During the past 25 years, a prevalent conceptual framework for understanding short and tall stature was centred on the GH–IGF-1 axis. However, findings in basic molecular and cellular biology and in clinical genetics have uncovered a wide range of other regulatory systems that control skeletal growth and an accompanying vast array of genetic defects outside the GH–IGF-1 axis that can lead to disorders of linear growth. As a result, the traditional view of short or tall stature that is centred on the GH–IGF-1 axis is now far too narrow to encompass the ever-growing catalogue of defects that result in abnormal linear growth. A much broader conceptual framework can be based on the simple concept that linear growth disorders necessarily are due to dysfunction of the skeletal growth plate—the structure responsible for bone elongation and, therefore, overall body size. Consequently, short stature can be conceptualized as either a primary or secondary disorder of the growth plate chondrocytes. A related concept that has emerged in the past few years is that sequence variants in genes that affect growth plate function can produce a phenotypic spectrum that ranges from a severe skeletal dysplasia to disproportionate or proportionate short stature, to normal variation in height, to tall stature (Figure 3).
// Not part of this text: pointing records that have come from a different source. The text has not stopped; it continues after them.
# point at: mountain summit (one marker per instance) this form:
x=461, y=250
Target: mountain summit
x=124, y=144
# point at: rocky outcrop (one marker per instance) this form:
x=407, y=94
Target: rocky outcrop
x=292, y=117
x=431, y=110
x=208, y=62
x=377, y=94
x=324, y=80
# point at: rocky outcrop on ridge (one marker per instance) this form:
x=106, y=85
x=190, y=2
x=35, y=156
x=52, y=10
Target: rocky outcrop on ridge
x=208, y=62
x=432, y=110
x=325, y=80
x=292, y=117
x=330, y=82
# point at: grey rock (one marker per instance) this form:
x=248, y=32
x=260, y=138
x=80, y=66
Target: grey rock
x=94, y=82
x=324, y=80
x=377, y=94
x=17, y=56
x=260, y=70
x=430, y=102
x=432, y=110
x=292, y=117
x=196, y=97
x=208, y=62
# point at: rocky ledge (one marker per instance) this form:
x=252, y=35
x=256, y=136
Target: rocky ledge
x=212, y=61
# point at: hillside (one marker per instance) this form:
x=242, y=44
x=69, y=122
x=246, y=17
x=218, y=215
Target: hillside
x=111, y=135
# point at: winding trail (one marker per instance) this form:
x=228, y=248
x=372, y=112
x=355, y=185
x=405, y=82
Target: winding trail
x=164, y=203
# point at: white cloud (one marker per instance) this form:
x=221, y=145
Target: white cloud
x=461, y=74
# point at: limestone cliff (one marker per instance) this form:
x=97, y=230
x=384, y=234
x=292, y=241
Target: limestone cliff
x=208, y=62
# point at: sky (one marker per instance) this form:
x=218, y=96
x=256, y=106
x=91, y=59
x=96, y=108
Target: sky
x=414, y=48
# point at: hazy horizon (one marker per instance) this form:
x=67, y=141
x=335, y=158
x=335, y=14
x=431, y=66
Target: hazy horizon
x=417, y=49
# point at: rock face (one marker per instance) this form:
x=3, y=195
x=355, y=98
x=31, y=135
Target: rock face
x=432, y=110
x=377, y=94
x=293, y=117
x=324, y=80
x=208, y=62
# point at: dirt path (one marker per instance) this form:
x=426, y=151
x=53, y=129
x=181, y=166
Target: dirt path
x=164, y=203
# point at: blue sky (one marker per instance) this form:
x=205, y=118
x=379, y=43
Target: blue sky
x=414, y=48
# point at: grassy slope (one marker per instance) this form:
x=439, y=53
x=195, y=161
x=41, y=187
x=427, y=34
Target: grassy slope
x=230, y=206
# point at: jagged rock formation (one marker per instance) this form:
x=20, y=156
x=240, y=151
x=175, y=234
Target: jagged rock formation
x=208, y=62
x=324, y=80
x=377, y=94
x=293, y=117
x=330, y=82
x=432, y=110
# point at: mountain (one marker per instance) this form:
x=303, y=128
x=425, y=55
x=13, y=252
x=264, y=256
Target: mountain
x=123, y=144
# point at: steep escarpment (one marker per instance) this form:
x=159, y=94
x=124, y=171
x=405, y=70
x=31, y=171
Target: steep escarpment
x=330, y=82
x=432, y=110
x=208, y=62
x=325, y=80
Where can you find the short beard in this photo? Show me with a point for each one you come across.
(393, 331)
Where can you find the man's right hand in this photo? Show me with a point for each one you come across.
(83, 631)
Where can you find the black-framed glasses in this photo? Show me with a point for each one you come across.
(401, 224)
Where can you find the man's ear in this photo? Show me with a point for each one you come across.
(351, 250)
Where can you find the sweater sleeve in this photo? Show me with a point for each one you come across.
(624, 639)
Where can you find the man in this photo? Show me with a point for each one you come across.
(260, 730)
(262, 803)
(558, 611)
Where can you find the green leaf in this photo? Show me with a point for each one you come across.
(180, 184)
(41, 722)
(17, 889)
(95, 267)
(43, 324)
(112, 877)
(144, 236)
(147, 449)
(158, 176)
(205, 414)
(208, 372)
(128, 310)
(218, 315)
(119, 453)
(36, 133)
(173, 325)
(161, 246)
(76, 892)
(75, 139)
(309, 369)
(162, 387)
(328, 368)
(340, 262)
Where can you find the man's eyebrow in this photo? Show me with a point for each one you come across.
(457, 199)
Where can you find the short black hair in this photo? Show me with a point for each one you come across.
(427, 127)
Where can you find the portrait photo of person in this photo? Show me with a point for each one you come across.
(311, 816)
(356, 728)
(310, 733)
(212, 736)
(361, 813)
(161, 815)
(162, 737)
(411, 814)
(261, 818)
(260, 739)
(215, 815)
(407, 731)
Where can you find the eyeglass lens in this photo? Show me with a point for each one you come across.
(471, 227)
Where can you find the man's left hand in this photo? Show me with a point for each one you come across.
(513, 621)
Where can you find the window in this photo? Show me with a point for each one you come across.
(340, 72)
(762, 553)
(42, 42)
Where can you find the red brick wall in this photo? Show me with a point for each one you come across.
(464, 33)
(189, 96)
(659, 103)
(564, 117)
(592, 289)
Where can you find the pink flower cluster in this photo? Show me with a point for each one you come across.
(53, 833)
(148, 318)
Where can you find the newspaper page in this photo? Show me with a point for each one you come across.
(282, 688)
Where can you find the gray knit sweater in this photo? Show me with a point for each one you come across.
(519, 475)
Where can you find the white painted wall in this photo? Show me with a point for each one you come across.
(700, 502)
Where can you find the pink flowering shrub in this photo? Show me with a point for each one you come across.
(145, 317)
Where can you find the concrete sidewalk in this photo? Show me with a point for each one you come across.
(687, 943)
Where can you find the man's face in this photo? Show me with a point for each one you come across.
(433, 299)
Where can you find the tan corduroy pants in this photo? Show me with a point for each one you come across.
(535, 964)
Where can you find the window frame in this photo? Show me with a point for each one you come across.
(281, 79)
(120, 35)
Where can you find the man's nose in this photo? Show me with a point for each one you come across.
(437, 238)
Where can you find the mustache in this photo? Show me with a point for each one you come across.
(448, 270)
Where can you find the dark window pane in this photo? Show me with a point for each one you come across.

High-throughput sequencing approaches will probably continue to expand the list of genetic defects that are associated with growth plate dysfunction and disorders of linear growth. The clinical application of these broad sequencing approaches will enable physicians to identify the aetiology of growth failure from among the myriad possibilities. We can, therefore, anticipate that the number of children who receive the unhelpful diagnosis of idiopathic short stature will continue to diminish. With these advances, we can look forward to treatment approaches that are tailored to the specific genetic cause of the disorder.